Since the 2008 Credit Crunch, the mortgage market has changed considerably. One of the most significant changes has been the disappearance of the ‘self certified mortgage’ or ‘liar loans’ as they were sometimes christened by sections of the press. The self certified mortgage was primarily aimed at the self employed and it enabled people without a regular monthly paycheck to raise a mortgage and buy a home.

With the disappearance of the self certified mortgage, the self-employed mortgage applicant must now jump through many more hoops in order to prove income and affordability. A self employed person is usually defined as someone that owns 20-25% or more of the business.

The primary key to making an application smooth and painless is to be organised. Keep complete records of your income and expenditure. Make sure your books are kept up to date and keep copies of previous years too as two to three years accounts are usually required. Employing a certified or chartered accountant will make those books and annual returns more credible.

Another way to prove your annual income is to obtain an SA302 from the taxman. This can take two or three weeks to obtain, so make sure you apply early and get your paperwork in order.

Mortgage lenders are looking for a clear picture of your finances over time. They need to see that you are regularly profitable and that the business is stable. If you have a blip and a year is poor, make sure you are able to clarify why and illustrate that you are past that problem. If profits are falling, the lender will probably base lending on the lower figure.

Also, clean up your credit rating. You can use a variety of companies to check that your credit rating is in order. In addition, a larger deposit will help.

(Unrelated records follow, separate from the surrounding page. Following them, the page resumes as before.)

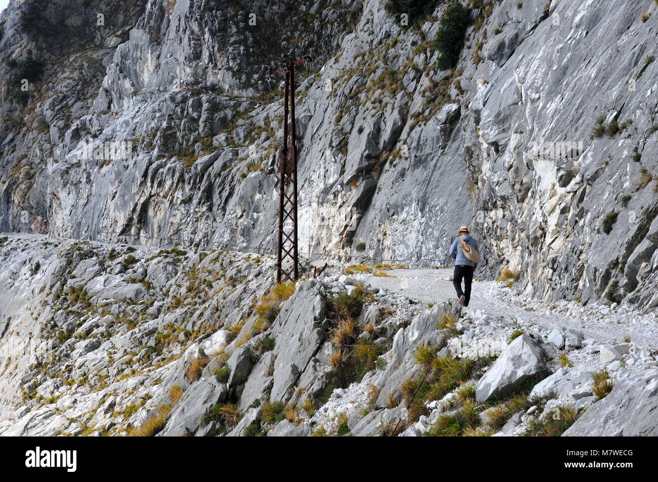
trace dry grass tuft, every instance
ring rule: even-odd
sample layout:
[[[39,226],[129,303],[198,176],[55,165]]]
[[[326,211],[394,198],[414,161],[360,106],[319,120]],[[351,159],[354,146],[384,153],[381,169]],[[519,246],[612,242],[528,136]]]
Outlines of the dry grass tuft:
[[[592,379],[594,382],[592,389],[592,393],[599,400],[605,398],[615,386],[610,380],[610,374],[607,370],[597,372],[592,375]]]
[[[188,367],[187,371],[185,372],[188,379],[190,381],[196,381],[201,378],[203,369],[206,368],[206,366],[209,363],[210,363],[210,358],[206,356],[193,360],[191,363],[190,364],[190,366]]]
[[[177,404],[184,393],[185,391],[177,385],[172,387],[169,390],[169,400],[171,402],[172,405]]]
[[[518,281],[520,276],[520,272],[519,270],[513,270],[509,267],[505,267],[500,272],[500,276],[495,280],[497,281],[507,281],[510,279]]]
[[[163,405],[158,408],[155,416],[139,427],[129,429],[128,435],[131,437],[155,437],[164,428],[164,420],[171,412],[171,405]]]

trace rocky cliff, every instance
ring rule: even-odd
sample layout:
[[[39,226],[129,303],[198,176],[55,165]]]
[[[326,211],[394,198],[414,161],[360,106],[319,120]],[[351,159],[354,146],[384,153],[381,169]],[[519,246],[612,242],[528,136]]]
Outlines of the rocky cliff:
[[[444,311],[490,324],[359,288],[377,316],[347,331],[370,339],[365,327],[380,327],[361,358],[328,341],[349,327],[332,297],[353,296],[354,284],[301,284],[288,302],[274,291],[283,103],[280,79],[268,75],[311,52],[297,71],[295,133],[305,264],[443,265],[467,224],[483,277],[507,268],[526,301],[655,312],[658,6],[461,4],[465,32],[442,69],[438,34],[455,2],[415,3],[406,25],[404,3],[384,0],[12,1],[0,18],[0,226],[27,234],[3,242],[10,301],[0,327],[3,339],[50,343],[55,354],[34,358],[37,347],[3,362],[2,416],[13,422],[0,429],[261,433],[286,406],[286,430],[331,432],[336,418],[319,409],[345,407],[325,391],[363,398],[370,385],[415,379],[422,364],[401,354],[417,349],[416,337],[438,352],[463,330],[437,329]],[[401,314],[387,321],[392,302]],[[501,323],[507,337],[513,330]],[[413,324],[405,341],[399,329]],[[556,368],[555,353],[519,344],[536,355],[527,366]],[[584,358],[599,352],[574,348]],[[651,370],[650,347],[638,350],[612,362],[637,358]],[[479,363],[460,383],[479,379],[488,366]],[[439,377],[447,370],[432,366]],[[584,377],[563,398],[590,383]],[[393,420],[389,431],[399,428],[402,395],[378,393],[355,405],[382,410],[355,433]],[[181,397],[190,398],[179,405]],[[260,402],[265,418],[251,406]],[[295,425],[301,410],[312,422]],[[523,430],[532,415],[517,420]]]
[[[1,435],[658,433],[658,349],[630,336],[276,285],[267,256],[0,243]]]
[[[440,264],[469,223],[489,272],[520,270],[529,296],[658,302],[655,6],[471,2],[440,70],[446,2],[408,28],[376,0],[78,3],[2,20],[2,75],[43,68],[23,107],[3,83],[4,230],[271,250],[266,75],[315,51],[298,76],[305,252]]]

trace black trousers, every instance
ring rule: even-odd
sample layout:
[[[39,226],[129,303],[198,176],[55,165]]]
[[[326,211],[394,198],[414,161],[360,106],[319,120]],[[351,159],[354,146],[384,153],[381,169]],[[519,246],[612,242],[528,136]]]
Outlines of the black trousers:
[[[468,301],[470,301],[470,285],[473,282],[473,272],[475,268],[473,266],[455,266],[455,272],[453,274],[453,284],[455,285],[455,291],[457,291],[457,297],[463,295],[466,297],[464,306],[468,306]],[[464,279],[464,291],[461,291],[461,280]]]

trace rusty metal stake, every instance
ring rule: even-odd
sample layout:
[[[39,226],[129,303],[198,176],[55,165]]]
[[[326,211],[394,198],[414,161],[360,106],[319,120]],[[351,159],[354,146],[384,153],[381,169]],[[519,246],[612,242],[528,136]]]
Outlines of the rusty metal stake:
[[[295,66],[315,54],[286,62],[274,71],[286,74],[284,95],[284,145],[281,149],[279,179],[279,226],[277,238],[276,282],[296,281],[299,276],[297,229],[297,141],[295,139]],[[288,226],[286,226],[286,223]],[[291,260],[292,266],[284,268]]]

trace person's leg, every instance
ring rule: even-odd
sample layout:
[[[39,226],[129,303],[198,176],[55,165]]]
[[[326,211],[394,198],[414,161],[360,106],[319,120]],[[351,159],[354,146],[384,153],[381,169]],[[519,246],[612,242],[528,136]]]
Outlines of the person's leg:
[[[455,286],[455,291],[457,291],[457,297],[459,299],[465,296],[464,292],[461,290],[461,280],[463,277],[464,267],[455,265],[453,273],[453,285]]]
[[[455,271],[453,272],[453,285],[455,286],[455,291],[457,291],[457,297],[459,298],[464,292],[461,291],[461,279],[464,277],[464,274],[461,271],[461,266],[455,266]]]
[[[473,272],[475,271],[475,268],[472,266],[467,266],[464,271],[464,296],[466,297],[464,306],[468,306],[470,301],[470,285],[473,282]]]

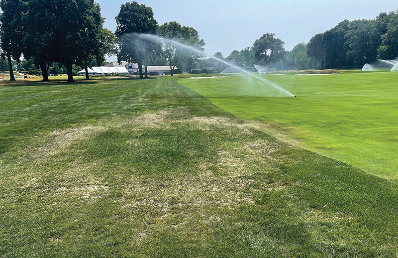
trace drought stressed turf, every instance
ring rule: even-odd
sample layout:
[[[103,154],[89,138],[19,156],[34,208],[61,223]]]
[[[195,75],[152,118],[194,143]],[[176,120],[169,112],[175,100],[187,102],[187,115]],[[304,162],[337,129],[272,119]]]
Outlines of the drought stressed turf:
[[[247,77],[187,79],[218,107],[295,144],[368,172],[398,180],[398,73],[267,76],[297,95]]]
[[[398,255],[396,184],[178,80],[3,83],[0,257]]]

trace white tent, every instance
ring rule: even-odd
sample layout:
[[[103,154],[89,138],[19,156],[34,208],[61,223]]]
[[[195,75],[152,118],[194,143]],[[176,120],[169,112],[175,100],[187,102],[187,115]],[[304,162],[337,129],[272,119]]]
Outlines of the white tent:
[[[94,66],[93,70],[97,73],[99,74],[116,74],[123,73],[127,74],[128,71],[126,67],[112,67],[112,66]]]
[[[96,73],[96,71],[93,70],[91,69],[90,67],[88,67],[87,68],[87,71],[89,72],[89,74],[90,74]],[[83,69],[82,71],[80,71],[78,72],[78,74],[79,73],[86,73],[86,70]]]

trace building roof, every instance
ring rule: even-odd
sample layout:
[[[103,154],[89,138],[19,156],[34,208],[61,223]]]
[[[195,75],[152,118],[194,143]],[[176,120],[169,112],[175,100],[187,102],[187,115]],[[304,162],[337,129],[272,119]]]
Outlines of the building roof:
[[[177,68],[175,66],[173,70],[176,70]],[[170,67],[167,65],[160,66],[148,66],[148,72],[157,72],[158,71],[170,71]]]
[[[126,67],[127,65],[132,65],[133,68],[134,69],[138,69],[138,65],[137,63],[128,63],[127,62],[125,62],[124,61],[122,61],[120,64],[117,62],[117,61],[114,61],[113,62],[111,62],[108,64],[107,64],[105,66],[108,67]],[[145,66],[143,65],[142,66],[142,69],[145,69]],[[176,70],[178,69],[176,67],[174,67],[173,70]],[[170,67],[168,65],[148,65],[148,72],[155,72],[158,71],[169,71],[170,70]]]
[[[105,66],[106,66],[106,67],[124,67],[127,65],[129,64],[129,63],[128,63],[127,62],[125,62],[125,61],[121,61],[121,63],[120,64],[119,64],[119,63],[117,62],[117,61],[114,61],[113,62],[111,62],[109,64],[108,64],[106,65],[105,65]],[[136,65],[137,65],[137,68],[138,68],[138,65],[137,65],[137,64],[135,64]]]
[[[93,70],[98,73],[128,73],[125,67],[94,66]]]

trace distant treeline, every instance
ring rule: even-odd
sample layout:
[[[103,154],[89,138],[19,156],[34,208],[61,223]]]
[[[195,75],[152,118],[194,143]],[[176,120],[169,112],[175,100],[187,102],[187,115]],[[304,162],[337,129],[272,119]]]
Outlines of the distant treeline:
[[[234,50],[226,59],[278,70],[358,68],[378,59],[394,59],[398,56],[398,12],[383,12],[372,20],[344,20],[290,51],[285,50],[284,43],[267,33],[253,46]]]

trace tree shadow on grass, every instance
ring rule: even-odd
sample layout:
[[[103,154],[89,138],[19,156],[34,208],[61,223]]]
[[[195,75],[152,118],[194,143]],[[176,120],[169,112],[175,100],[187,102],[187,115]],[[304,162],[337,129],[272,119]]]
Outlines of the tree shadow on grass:
[[[155,79],[159,79],[160,77],[151,77],[148,78],[140,79],[138,77],[125,77],[125,78],[99,78],[99,79],[91,79],[89,80],[86,80],[83,79],[77,79],[75,80],[74,82],[69,82],[67,79],[65,78],[62,79],[55,79],[50,80],[48,82],[43,82],[40,79],[24,79],[24,80],[18,80],[16,81],[10,82],[9,81],[0,81],[0,87],[28,87],[28,86],[62,86],[67,85],[72,85],[74,84],[76,85],[90,85],[96,84],[100,82],[103,82],[109,80],[120,81],[120,80],[152,80]]]

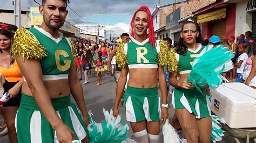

A lender is quantifying risk and if you are able to reduce their risk by reducing the Loan to Value Ratio then you are likely to make the loan cheaper and more readily available.

Finally, if you own a limited company, retained profits or dividends may be considered by some lenders when you are applying for a mortgage. It’s a good idea not to make changes to the business or accounting periods immediately prior to your mortgage application. A lender wants to see continuity and predictable income flows, even though that is rarely the the definition of self-employment!